As far as i'm concerned it's already over with the other girl we've not talked since i told her my GF and i are back together stronger than ever and that she accepted my dressing.

marie354
02-03-2007, 09:30 PM
So, maybe I misunderstood you, but how is now complicated?
The mistress has been let go and you're back with your wife?
I concider my GF as my wife as we both believe we'll be together forever.
I have never attempted to indicate to another that my current relationship was "on the rocks", so to speak. Even if we had a disagreement. I know that we would always work out something... A comprimise. (Usually in her favor, but I like it that way.)
From all of your explainations to this point, it seems that you have worked things out..... But how long will it take her to trust you again.

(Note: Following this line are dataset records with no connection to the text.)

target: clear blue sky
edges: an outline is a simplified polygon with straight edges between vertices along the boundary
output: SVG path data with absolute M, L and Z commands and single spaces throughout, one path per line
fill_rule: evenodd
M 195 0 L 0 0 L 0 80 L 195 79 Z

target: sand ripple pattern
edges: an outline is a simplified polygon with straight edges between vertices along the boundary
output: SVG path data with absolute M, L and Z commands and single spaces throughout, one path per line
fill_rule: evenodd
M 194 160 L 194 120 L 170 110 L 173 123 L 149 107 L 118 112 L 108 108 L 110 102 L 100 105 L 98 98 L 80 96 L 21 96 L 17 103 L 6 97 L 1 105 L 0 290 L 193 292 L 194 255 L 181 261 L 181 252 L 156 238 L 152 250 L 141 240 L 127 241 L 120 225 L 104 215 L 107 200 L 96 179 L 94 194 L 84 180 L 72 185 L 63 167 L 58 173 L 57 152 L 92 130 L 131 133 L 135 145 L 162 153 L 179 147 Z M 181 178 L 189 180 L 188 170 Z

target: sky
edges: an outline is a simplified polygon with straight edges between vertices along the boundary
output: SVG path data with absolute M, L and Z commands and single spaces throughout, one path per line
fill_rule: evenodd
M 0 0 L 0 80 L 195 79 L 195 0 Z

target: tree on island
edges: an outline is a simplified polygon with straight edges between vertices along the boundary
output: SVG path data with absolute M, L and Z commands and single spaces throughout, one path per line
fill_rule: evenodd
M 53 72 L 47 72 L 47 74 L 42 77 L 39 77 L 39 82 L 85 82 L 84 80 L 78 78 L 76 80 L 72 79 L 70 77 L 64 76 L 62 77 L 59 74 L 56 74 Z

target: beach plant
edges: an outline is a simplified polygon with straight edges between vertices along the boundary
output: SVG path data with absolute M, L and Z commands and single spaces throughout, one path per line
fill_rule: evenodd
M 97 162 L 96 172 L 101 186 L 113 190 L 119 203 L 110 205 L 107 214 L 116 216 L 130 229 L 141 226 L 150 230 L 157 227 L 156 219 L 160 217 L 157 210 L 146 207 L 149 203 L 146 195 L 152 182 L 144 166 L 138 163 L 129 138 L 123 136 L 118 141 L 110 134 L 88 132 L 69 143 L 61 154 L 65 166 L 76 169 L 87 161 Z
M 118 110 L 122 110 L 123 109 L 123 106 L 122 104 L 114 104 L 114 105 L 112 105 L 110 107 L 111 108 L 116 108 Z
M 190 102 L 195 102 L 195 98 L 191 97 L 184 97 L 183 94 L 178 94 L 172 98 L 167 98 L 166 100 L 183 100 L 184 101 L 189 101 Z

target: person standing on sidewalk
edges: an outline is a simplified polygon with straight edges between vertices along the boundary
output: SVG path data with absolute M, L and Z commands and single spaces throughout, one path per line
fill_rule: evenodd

Is that what you mean by complicated?
:hugs:

bredalee25
02-04-2007, 08:59 AM
When i say it's complicated i'm refering to everytime i or she posts something certain members of this forum keep bringing up all the negative things and don't say anything good about it. As we stated before we're trying to put this in the past but some people just won't let it happen. I've been a member of this forum for over two years and in that time i've only had one other problem with any of it's members. I've taken the advice of other members and invited my GF to join this site to read and get a better understanding of what CDing is and how we as CDers think. Some of us think differently than others do so i thought it would help our situation not hurt it like it seems to be doing at this time. I'm starting to regret ever asking her to join as some of you have made her feel worse about accepting my way of life. Those few of you should be ashamed of your actions but you're not it's as if you don't care who you hurt as long as it's not you yourself getting hurt.